Last fall, Bridgewater Fire Department Band director Wendell Eisener was returning to his vehicle after the band played in a parade, when he was stopped by a young couple from out-of-province who asked him directions to a local restaurant. Then, motioning to the snare drum slung over his shoulder, they asked him, “Do you play in a marching band?” “No,” he replied, after a moment’s hesitation, “I play in a band that does some parade work.”
That humorous moment provided the inspiration for the programming of the BFD Band’s spring concert, “Spring Winds,” which will be held on Sunday, April 28 at Lunenburg’s St John’s Anglican Church.
“We have a bit of an image problem,” says Eisener. “And the problem is that we encounter 99 percent of our annual audience while doing parades, but we’re really not a ‘marching band.’ That term is more appropriate for the American high school and college bands with hundreds of players who do all sorts of fancy moves and play really loudly during football games. That’s not us. While we do the parade work that we have to do, and take pride in doing it, we are primarily a concert band, an ensemble that sits down to play music, either indoors or outdoors. So this year’s spring concert is modelled after an orchestral programme complete an overture, concerto, and a symphonic work — not the sort of music you would play at a football game or marching up Dufferin Hill.”
“Spring Winds” features both original music for concert band as well as transcriptions of orchestral and choral music, chosen by Eisener precisely because it is not the sort of music ever played by a “marching band.”

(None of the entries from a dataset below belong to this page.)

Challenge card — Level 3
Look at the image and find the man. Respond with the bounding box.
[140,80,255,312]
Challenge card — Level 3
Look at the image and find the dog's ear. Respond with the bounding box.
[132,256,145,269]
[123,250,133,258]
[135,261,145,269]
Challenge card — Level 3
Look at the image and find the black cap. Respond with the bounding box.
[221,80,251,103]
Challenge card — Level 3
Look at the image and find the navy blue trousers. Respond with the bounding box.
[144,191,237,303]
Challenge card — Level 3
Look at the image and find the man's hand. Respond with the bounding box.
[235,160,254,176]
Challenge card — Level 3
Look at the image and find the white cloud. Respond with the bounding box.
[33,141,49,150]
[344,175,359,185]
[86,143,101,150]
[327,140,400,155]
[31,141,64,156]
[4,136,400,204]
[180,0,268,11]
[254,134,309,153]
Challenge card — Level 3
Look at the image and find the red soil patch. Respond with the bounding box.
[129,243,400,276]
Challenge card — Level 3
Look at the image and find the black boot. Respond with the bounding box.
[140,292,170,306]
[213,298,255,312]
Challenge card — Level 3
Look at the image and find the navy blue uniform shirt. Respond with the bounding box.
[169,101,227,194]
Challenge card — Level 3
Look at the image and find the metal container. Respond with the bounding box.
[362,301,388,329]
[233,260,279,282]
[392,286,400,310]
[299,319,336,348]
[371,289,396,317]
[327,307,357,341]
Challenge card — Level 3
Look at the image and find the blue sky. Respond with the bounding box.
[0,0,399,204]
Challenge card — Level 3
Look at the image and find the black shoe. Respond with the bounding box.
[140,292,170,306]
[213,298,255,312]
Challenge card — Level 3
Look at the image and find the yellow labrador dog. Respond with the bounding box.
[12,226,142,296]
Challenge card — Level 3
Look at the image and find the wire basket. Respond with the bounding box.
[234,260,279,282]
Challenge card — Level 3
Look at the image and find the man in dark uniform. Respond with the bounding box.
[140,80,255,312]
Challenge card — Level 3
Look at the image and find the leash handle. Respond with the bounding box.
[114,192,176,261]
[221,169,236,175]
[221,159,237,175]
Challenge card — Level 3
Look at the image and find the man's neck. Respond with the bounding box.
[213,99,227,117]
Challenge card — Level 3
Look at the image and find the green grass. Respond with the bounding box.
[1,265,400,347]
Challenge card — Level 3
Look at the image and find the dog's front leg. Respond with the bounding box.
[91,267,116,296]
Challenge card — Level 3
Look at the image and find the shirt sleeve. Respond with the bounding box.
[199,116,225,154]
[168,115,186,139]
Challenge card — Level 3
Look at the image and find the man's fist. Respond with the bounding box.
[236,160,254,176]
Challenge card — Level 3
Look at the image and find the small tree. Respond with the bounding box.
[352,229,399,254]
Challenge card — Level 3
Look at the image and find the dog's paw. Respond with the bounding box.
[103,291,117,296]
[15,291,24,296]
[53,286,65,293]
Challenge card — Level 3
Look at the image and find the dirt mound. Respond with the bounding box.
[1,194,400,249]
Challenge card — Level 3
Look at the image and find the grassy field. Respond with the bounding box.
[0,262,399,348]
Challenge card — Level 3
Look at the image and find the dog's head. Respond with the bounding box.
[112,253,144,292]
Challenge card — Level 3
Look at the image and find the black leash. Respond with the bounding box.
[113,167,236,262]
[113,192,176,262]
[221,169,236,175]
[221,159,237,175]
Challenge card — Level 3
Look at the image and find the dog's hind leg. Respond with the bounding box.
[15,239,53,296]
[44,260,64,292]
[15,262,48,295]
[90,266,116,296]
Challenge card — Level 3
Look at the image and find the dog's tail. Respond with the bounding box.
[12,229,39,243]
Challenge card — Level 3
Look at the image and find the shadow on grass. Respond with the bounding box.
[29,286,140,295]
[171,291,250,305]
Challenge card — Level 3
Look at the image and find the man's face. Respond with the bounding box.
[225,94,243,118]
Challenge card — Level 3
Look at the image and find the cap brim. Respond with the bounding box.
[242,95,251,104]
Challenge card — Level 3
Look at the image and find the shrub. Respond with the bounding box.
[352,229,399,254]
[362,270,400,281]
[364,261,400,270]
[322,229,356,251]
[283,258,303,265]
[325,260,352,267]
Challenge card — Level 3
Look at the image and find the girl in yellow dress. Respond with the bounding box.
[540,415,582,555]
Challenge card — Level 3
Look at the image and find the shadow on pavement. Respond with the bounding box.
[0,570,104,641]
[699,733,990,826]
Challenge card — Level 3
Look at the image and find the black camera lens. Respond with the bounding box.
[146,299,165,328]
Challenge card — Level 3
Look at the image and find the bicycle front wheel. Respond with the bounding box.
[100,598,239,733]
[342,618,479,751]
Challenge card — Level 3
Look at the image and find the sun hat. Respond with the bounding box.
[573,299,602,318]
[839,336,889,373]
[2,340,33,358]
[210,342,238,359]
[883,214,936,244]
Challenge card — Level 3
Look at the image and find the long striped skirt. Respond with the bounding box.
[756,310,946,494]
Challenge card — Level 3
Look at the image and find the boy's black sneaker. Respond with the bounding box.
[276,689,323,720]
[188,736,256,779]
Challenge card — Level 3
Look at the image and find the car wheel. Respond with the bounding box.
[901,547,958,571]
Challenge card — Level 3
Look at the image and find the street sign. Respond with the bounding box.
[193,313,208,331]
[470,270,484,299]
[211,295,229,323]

The concert opens with Aaron Copeland’s iconic Fanfare for the Common Man and continues with Beethoven’s Egmont Overture, incidental music first performed in 1810 for a play by the same name by Geothe. Bandmaster Lt. Kerri Dorey, CD1, is the featured soloist in Nicolai Rimski-Korsakov’s Clarinet Concerto, which he wrote in 1878 while Inspector of Bands for the Russian Imperial Navy. The band returns after intermission with Edvard Grieg’s Homage March. The “symphonic” piece on the program is Gordon Jacob’s six-movement William Byrd Suite. Composed for concert band almost 100 years ago, the suite remains a staple of early 20th-century symphonic band repertoire of along with the works of Grainer, Holst, and Vaughn Williams. The concert ends with Hugh S. Roberton’s lovely All in the April Evening, a fitting conclusion for an Eastertide concert in beautiful St John’s Church.
The concert begins at 3 p.m. Admission is by donation at the door with proceeds going to the Band’s Overseas 2020 Travel Fund.